Why I blog
This is post #300 on my blog, so I thought I would “celebrate” by writing something about blogging, and why I value this experience so much.
History and motivation
I started blogging in 2009, rather late in the phenomenon, despite having a personal web site as early at 1989 – which makes me an old-timer. The fact is I didn’t think I had anything to write about, and I wasn’t particularly interested in writing opinions on stuff because I didn’t think it mattered to anyone.
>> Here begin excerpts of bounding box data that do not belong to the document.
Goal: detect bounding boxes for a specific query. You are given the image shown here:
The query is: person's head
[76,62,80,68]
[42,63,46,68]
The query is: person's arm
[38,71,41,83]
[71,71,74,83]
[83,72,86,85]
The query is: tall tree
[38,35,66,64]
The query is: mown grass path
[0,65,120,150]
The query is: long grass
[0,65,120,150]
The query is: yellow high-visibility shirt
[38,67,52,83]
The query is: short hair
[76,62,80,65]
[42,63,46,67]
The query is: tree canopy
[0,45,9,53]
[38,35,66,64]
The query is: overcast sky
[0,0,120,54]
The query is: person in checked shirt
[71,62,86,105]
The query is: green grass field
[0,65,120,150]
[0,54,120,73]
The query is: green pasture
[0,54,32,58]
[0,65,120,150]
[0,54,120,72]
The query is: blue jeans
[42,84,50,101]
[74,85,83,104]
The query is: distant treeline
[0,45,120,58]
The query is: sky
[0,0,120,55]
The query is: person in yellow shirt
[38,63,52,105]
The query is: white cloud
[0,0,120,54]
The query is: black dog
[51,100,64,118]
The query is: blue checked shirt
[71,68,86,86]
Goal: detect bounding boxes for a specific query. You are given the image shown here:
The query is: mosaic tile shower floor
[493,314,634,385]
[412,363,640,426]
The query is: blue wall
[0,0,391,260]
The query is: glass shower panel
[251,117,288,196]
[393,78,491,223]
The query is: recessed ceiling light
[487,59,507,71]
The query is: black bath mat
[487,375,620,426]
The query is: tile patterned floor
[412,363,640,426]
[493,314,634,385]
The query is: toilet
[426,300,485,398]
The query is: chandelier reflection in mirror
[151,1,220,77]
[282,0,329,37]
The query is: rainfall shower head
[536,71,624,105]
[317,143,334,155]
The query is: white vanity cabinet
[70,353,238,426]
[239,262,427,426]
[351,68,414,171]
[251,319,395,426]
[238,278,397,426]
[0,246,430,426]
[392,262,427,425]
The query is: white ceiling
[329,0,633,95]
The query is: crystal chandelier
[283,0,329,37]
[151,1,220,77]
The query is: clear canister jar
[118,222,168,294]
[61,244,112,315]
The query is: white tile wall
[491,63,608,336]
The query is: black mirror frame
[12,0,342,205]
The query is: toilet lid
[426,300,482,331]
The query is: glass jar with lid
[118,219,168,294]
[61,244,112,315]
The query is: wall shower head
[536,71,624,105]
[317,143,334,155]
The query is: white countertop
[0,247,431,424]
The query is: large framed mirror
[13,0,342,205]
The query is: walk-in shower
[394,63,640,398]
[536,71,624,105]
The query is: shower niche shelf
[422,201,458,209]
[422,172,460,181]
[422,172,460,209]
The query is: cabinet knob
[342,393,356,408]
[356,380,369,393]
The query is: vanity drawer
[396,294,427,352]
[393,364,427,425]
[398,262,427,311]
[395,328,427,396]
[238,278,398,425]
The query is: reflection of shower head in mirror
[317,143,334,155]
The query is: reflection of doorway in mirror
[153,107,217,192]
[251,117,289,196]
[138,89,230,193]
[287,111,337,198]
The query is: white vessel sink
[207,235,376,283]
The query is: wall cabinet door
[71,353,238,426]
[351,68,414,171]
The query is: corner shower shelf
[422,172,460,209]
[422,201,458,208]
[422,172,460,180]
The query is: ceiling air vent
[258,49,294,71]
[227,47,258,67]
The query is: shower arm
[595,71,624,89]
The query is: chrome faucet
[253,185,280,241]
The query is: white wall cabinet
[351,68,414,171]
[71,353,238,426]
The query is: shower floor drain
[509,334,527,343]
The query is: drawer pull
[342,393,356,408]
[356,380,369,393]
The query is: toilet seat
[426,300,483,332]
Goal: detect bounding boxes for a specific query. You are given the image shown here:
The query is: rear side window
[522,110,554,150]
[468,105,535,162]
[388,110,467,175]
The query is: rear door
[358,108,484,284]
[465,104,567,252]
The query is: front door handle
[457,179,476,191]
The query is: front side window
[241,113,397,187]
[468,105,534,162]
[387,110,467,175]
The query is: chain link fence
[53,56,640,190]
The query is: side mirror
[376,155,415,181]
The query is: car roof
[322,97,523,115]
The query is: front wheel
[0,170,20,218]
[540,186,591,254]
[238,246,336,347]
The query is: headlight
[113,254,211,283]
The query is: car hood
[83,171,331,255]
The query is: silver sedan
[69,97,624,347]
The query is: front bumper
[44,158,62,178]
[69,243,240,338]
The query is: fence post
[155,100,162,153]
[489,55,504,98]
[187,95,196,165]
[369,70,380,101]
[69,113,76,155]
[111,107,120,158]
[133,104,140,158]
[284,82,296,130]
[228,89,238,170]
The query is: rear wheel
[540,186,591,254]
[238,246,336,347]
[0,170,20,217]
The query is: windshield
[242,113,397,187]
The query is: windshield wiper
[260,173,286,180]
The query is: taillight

However, I decided to write something; I’d come across a problem where I needed to convert a huge set of PDF files to images. This was SAR related because the PDF files were maps, and I wanted them in an image format so I could manipulate them. It took me a little effort to figure out how to do the conversion and I thought other people would benefit from the knowledge, so I wrote it up and published it. And then someone emailed me about the post and thanked me profusely for solving their problem. I was addicted.
It took me a while to find a “voice”. Originally the intent was for this to be a personal blog rather than something SAR specific, so my early posts were about me, and some personal things. I have since deleted some of those, and moved others to a personal blog that my family and friends sometimes read.
However, since a lot of my life revolves around SAR, things I posted tended to be SAR related. So I decided to take on a project to force myself to write, and for a year I logged every SAR-related thing in a series of posts I tagged with “SARDay“. Then I wrote “How to Kill Yourself Snowshoeing” which was about a pattern of accidents I had noticed. And then the floodgates opened.
I remember reading somewhere that when you start writing often the worry is that you will run out of things to say. I have found that when you write, you think, and thinking results in more writing. Once you tap into this well, it keeps giving you things. Of course the problem is to decide what are the good ones, and what are the bad! That’s where you, dear readers, come in.
Why I Blog
So why do I blog? It certainly doesn’t make any money (as you can read here, I finance this blog myself with no advertising).
The first reason is that taking my thoughts and structuring them in a readable, presentable form is a very useful exercise. When you think through a problem this way it adds a certain measure of order and rigour to the thoughts. Of course the presentability and order are for you to judge; sometimes I think people comment on here without actually reading the posts! Perhaps they are in fact unreadable?
Presenting your thoughts for public reading exposes them to scrutiny. A side effect of publication is that you tend to think things through more thoroughly, anticipating possible objections. This is an excellent skill to develop because rather than a knee jerk opinion that you might hold without any rational reason, thinking and then writing about such opinions gives you the chance to think through other points of view.
And speaking of points of view, comments and emails are some of the most valuable parts of blogging – I “meet” new people, I hear new ideas, and learn a lot about how SAR works in different parts of BC, Canada, and the rest of the world. Even seeing people share my posts in an online forum somewhere (Clubtread, I’m looking at you) results in some interesting discussions that I benefit from.
Another reason I’m blogging, and continue to do so, is that it gives me a reason to research something; if it was for my own (quite often obsessional) interest, I could perhaps justify the time taken. When I add the possibility of others benefitting, learning, and perhaps building on the work, then the time and effort becomes easier to justify.
Finally, I’ve met a lot of people doing this! I’ve been invited to speak at a number of events, journalists have contacted me on stories for local and national publication, and I;ve managed to take a few of my blog posts and develop them into presentations, and one or two articles that have been published in print. Still no money, however.
Looking back over the past 300 posts I see myself finding a voice, and developing as a writer. I think it’s a good exercise, just like lifting weights or working out is good exercise for the body. My day job involves writing a lot of computer code and thinking in numbers, so it’s probably a good idea to write in english from time to time.
I’m going to continue blogging. What I write about in the future will probably look a little like what I’ve written in the past, but will also reflect new thoughts and ideas, new technologies, and possibly even new attitudes as I learn more things from the people I meet, and my own experiences.
As I have written before, most of what I write about I have learned from people much, much more knowledgeable that I. These things come from reading, formal courses, and informal discussions. To my mentors, the SAR members of British Columbia and the rest of Canada, this post is dedicated to you.